CoIN: A Benchmark of Continual Instruction tuNing for Multimodel Large Language Model
This work addresses the challenge of adapting MLLMs to evolving user demands while retaining existing skills, which is incremental as it builds on existing instruction tuning methods.
The paper tackles the problem of catastrophic forgetting in Multimodal Large Language Models during sequential instruction tuning, finding that current models suffer from forgetting primarily due to failure in intention alignment rather than knowledge loss, and introduces MoELoRA to reduce forgetting, with experimental results showing decreased forgetting on the CoIN benchmark.

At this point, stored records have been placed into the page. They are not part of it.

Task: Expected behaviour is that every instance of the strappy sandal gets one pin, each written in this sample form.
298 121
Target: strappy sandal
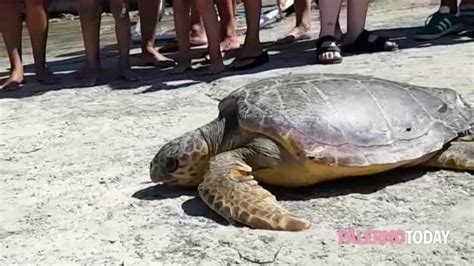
327 44
368 42
253 61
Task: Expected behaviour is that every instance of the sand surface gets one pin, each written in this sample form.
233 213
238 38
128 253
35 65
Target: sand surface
74 181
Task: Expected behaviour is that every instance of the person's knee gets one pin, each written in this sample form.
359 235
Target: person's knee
119 9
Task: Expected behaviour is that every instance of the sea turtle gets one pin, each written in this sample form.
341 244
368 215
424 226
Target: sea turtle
299 130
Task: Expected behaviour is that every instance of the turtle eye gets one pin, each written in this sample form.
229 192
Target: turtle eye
171 165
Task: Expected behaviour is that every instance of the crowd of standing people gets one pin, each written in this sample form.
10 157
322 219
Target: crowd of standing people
197 23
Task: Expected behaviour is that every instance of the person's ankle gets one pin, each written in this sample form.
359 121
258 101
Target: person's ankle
448 10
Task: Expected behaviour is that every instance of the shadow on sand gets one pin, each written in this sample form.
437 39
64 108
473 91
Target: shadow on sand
353 185
282 56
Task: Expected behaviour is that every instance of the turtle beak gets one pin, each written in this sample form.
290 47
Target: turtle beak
154 173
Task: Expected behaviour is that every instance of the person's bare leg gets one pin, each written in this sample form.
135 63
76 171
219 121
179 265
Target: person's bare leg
252 47
89 14
148 10
329 14
356 16
302 29
228 34
208 13
11 27
197 34
182 23
119 10
37 23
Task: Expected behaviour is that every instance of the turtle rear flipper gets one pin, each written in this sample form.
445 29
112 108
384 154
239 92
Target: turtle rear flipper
230 190
459 155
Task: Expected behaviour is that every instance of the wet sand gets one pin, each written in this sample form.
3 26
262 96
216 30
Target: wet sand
74 163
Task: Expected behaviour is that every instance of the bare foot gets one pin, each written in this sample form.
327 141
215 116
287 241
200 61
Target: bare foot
127 74
44 75
215 68
298 33
89 75
151 57
197 36
13 82
181 68
230 43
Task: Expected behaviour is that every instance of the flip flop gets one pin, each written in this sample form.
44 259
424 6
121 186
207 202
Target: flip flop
368 42
255 61
327 44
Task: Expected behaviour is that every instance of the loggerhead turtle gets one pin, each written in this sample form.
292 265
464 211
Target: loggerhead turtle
298 130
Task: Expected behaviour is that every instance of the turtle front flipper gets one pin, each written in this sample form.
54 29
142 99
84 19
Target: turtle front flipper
459 155
230 190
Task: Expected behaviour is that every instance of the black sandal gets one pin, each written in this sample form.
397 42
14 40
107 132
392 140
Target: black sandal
368 42
327 44
254 61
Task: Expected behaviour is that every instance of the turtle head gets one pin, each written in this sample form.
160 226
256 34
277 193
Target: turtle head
181 161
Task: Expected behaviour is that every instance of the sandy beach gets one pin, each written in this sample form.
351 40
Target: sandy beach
74 176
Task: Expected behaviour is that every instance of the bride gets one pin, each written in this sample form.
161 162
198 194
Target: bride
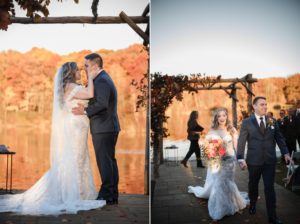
68 185
220 188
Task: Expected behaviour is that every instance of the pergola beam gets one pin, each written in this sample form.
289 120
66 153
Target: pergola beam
79 19
136 28
236 80
217 88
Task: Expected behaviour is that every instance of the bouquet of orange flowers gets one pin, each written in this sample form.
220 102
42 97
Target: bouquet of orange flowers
213 150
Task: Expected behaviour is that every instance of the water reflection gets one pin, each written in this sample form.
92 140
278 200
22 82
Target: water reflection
32 158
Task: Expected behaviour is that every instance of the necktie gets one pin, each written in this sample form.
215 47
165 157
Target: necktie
262 125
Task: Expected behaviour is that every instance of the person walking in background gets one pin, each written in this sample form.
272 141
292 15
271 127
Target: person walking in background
297 122
280 121
193 135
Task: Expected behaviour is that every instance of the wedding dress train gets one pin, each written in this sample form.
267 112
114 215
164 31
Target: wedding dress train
68 186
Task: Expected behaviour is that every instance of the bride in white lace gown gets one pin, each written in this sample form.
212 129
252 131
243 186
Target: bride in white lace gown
68 185
220 189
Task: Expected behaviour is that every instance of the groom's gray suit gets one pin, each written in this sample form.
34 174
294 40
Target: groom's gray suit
261 158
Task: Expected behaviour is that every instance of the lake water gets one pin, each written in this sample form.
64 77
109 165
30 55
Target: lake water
32 158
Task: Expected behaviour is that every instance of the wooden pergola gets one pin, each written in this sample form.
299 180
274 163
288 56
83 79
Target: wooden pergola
197 82
123 18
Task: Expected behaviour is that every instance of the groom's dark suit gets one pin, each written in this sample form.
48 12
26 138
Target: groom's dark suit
104 125
261 158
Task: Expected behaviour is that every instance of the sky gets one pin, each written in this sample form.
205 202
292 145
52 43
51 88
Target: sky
64 39
230 38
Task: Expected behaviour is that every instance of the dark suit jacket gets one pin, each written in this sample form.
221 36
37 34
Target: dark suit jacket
102 109
194 126
261 147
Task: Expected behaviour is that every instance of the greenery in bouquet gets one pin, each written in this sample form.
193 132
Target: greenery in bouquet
213 150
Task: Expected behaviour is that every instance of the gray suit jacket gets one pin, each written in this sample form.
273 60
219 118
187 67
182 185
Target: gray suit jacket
261 146
102 109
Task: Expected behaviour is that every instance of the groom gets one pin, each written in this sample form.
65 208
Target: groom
261 134
105 127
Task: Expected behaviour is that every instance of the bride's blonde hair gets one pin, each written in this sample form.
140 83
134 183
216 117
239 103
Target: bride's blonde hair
228 124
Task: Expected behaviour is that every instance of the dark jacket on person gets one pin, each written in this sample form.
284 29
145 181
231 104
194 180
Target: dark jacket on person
193 126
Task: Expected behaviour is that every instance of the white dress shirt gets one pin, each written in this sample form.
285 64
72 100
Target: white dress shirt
258 122
258 119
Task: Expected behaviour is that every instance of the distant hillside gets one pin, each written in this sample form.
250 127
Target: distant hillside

Instruction tuning represents a prevalent strategy employed by Multimodal Large Language Models (MLLMs) to align with human instructions and adapt to new tasks. Nevertheless, MLLMs encounter the challenge of adapting to users' evolving knowledge and demands. Therefore, how to retain existing skills while acquiring new knowledge needs to be investigated. In this paper, we present a comprehensive benchmark, namely Continual Instruction tuNing (CoIN), to assess existing MLLMs in the sequential instruction tuning paradigm. CoIN comprises 10 commonly used datasets spanning 8 task categories, ensuring a diverse range of instructions and tasks. Besides, the trained model is evaluated from two aspects: Instruction Following and General Knowledge, which assess the alignment with human intention and knowledge preserved for reasoning, respectively. Experiments on CoIN demonstrate that current powerful MLLMs still suffer catastrophic forgetting, and the failure in intention alignment assumes the main responsibility, instead of the knowledge forgetting. To this end, we introduce MoELoRA to MLLMs which is effective to retain the previous instruction alignment. Experimental results consistently illustrate the forgetting decreased from this method on CoIN.